To assure the federative union of Ethiopia and Eritrea, the Unionist Party (UP) was established in Asmara on 5 May 1941, shortly after the Emperor returned to the throne after five years in exile. Demonstrations in Asmara declaimed the affinity between Ethiopia and Eritrea. From 1943, the UP incorporated with the Separatist Movement, which sought to establish the ethnic, cultural and political unity of Tigreans residing in Eritrea, resulting in a resistance movement against the Haile Selassie administration known as the Woyane rebellion.

On 2 December 1950, the United Nations General Assembly passed Resolution 390 to federate Eritrea with Ethiopia as "an autonomous unit...under the sovereignty of the Ethiopian Crown". The UN General Assembly also elected Anze Matienzo ad UN Commissioner for Eritrea in order to consult with BA, the Ethiopian government and the Eritrean people to draft an Eritrean constitution, and assist the Eritrean Assembly to consider the constitution.
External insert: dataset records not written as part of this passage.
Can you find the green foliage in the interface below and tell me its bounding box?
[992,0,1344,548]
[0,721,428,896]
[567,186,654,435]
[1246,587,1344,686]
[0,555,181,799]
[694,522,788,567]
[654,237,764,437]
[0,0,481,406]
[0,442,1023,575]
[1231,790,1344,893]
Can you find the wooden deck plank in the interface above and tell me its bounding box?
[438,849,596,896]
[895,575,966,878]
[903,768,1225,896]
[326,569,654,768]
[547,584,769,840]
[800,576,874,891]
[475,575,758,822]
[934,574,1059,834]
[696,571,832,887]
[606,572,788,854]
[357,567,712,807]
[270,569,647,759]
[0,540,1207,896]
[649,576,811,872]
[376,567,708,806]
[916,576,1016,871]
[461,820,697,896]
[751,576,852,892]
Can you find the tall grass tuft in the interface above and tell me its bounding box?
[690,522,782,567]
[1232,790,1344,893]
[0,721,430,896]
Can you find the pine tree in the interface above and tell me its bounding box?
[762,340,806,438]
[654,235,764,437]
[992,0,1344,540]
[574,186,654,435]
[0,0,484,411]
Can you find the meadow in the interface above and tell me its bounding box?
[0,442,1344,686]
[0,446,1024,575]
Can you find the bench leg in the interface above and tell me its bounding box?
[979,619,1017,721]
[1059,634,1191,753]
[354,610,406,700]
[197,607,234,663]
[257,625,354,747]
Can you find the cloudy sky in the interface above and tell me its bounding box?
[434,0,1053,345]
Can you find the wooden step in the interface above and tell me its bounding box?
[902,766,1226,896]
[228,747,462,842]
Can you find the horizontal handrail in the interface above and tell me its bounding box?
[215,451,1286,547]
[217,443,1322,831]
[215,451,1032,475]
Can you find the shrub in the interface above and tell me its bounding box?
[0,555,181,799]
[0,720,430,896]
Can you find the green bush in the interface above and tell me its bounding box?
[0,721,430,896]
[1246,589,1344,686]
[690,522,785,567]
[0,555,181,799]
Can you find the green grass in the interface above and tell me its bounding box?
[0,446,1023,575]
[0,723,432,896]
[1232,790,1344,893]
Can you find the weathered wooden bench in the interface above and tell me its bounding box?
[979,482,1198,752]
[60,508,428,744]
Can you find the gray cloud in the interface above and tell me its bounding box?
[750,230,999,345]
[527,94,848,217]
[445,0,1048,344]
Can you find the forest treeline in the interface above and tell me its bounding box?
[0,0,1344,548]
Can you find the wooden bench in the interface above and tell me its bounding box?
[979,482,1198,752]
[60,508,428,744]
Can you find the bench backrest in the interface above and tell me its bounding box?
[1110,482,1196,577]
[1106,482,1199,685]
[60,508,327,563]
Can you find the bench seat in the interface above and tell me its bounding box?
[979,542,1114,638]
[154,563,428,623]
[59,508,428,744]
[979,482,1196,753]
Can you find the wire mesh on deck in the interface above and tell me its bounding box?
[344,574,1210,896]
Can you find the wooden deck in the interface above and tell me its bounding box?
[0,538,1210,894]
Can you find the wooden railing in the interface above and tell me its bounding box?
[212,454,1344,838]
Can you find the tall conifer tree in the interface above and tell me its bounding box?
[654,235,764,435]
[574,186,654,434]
Eritrea federated with Ethiopia on 1 September 1952.

The lack of democracy in the empire incited upheaval in Eritrean society. For instance, an infringement on Eritrean judiciary body neglected the Eritrean Constitution as the supreme law of the land, and a drastic increase in tariffs in Eritrea with a 20% increase in the cost of living, led to a strike in October 1952, denouncing the economic hardship imposed on the population. On 30 September 1952, Proclamation number 30 issued by Haile Selassie, inciting a violation of Article 85 of the Eritrean Constitution. Formal opposition was generally repressed, citing corruption. However, resentment grew against the government of the Ethiopian Empire, and opposition was expressed primarily in song. In September 1960, a strike in Asmara demanded restoration of the Eritrean flag and seal, with 300–400 students participating. Protestors often were imprisoned; some were sent to Ethiopia to serve their prison terms. Eritrean resistance resurged by 1961, leading to the Eritrean War of Independence.

===Separation of Eritrea and Ethiopia===
In 1991, the Ethiopian People's Revolutionary Democratic Front (EPRDF), a coalition who fought the Derg government during the Ethiopian Civil War, seized power over the Ethiopian government. A UN-monitored referendum was held in April 1993, with a majority of Eritreans favoring independence, and resulting in the recognition of an Eritrean government. On 28 May 1993, the new state of Eritrea was admitted to the United Nations.